What are equity managers doing?
- As the equity markets have experienced volatility due to concerns over the spread of the coronavirus and its impact on the global economy, we have been in touch with many equity managers to assess their perspective and any changes that may be occurring within their respective portfolios. Largely, equity managers have been assessing potential impact at the individual stock level and attempting to take advantage of the market volatility through modest levels of trading. Most fundamental managers that maintain long-term views on the companies they invest with have not made material changes to their portfolio during the recent period of volatility. When we surveyed quantitative managers that are Buy rated, none have overridden any of their regimented processes. From a factor perspective, performance has behaved less like a traditional market drawdown but a reaction to a non-financial event. Factors that tend to do well in traditional drawdowns, such as low volatility, have not fared particularly well. Momentum, which tends to suffer, has held up much better.

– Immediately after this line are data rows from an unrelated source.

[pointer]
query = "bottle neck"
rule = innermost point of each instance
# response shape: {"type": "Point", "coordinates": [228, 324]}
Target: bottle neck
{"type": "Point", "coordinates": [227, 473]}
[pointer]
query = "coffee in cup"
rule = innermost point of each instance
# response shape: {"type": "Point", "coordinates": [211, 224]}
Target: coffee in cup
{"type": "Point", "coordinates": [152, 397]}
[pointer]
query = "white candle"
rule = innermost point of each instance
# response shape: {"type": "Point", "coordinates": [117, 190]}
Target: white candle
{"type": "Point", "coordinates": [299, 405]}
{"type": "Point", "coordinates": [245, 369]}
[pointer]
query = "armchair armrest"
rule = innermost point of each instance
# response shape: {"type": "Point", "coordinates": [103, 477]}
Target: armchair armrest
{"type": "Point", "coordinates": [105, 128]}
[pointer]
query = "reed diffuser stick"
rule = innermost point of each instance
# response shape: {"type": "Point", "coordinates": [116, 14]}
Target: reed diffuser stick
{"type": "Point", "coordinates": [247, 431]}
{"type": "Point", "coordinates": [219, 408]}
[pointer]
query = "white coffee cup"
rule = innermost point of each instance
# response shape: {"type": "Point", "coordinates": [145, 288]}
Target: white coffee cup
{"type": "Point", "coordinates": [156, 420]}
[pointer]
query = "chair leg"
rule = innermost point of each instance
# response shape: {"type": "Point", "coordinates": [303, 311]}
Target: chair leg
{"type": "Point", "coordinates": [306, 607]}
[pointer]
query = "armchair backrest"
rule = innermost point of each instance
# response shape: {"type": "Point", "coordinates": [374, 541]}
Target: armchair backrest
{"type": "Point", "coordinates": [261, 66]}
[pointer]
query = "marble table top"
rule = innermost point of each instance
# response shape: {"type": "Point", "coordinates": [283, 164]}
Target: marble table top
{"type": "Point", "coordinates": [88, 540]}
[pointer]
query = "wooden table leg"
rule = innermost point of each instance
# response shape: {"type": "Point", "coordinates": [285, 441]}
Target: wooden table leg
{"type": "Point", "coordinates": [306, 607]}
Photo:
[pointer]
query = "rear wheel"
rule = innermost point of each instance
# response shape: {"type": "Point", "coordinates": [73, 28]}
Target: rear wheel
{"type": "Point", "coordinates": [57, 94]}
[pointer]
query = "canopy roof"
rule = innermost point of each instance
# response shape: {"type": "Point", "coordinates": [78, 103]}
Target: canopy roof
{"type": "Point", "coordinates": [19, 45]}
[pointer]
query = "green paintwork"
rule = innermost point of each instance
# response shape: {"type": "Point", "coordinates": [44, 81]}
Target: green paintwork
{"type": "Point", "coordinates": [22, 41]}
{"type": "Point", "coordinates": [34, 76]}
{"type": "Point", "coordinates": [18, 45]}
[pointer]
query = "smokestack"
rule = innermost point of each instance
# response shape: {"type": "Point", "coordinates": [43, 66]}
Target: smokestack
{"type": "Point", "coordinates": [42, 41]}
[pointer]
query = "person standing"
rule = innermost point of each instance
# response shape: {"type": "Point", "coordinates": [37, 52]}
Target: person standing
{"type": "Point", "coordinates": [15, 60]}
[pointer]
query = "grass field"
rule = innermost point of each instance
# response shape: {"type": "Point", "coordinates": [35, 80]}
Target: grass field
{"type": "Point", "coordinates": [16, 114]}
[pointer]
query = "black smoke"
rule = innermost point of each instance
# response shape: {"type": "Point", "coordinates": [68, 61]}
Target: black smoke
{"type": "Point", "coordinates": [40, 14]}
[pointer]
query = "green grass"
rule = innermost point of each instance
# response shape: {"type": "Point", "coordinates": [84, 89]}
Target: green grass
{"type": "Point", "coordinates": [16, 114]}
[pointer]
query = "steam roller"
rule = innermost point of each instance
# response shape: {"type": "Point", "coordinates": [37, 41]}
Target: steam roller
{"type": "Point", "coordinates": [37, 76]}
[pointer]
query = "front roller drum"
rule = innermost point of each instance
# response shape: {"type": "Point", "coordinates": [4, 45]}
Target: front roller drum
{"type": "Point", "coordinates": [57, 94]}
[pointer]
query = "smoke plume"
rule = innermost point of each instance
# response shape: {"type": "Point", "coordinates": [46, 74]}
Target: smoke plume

Reactions to lower bond yields?
- Much the same viral uncertainties apply to bonds. The last Coronavirus note described the likelihood of yields going still lower, and they have, but even at today’s levels, they remain more likely to go down than up on the basis that the scare will worsen near-term. If Corona is not contained, recession risks could keep yields at new, still lower, levels for quite some time. Yes, if the virus is contained, yields should bounce, but it still looks unlikely that even this kind of positive development will do much to bring any sustained upward trend in yields back into the market. These uncertainties need to be kept front of mind. The lack of any conviction on when and by how much yields eventually revert higher suggests that defensive and liability-matching hedging activity keeps its portfolio role and importance very high.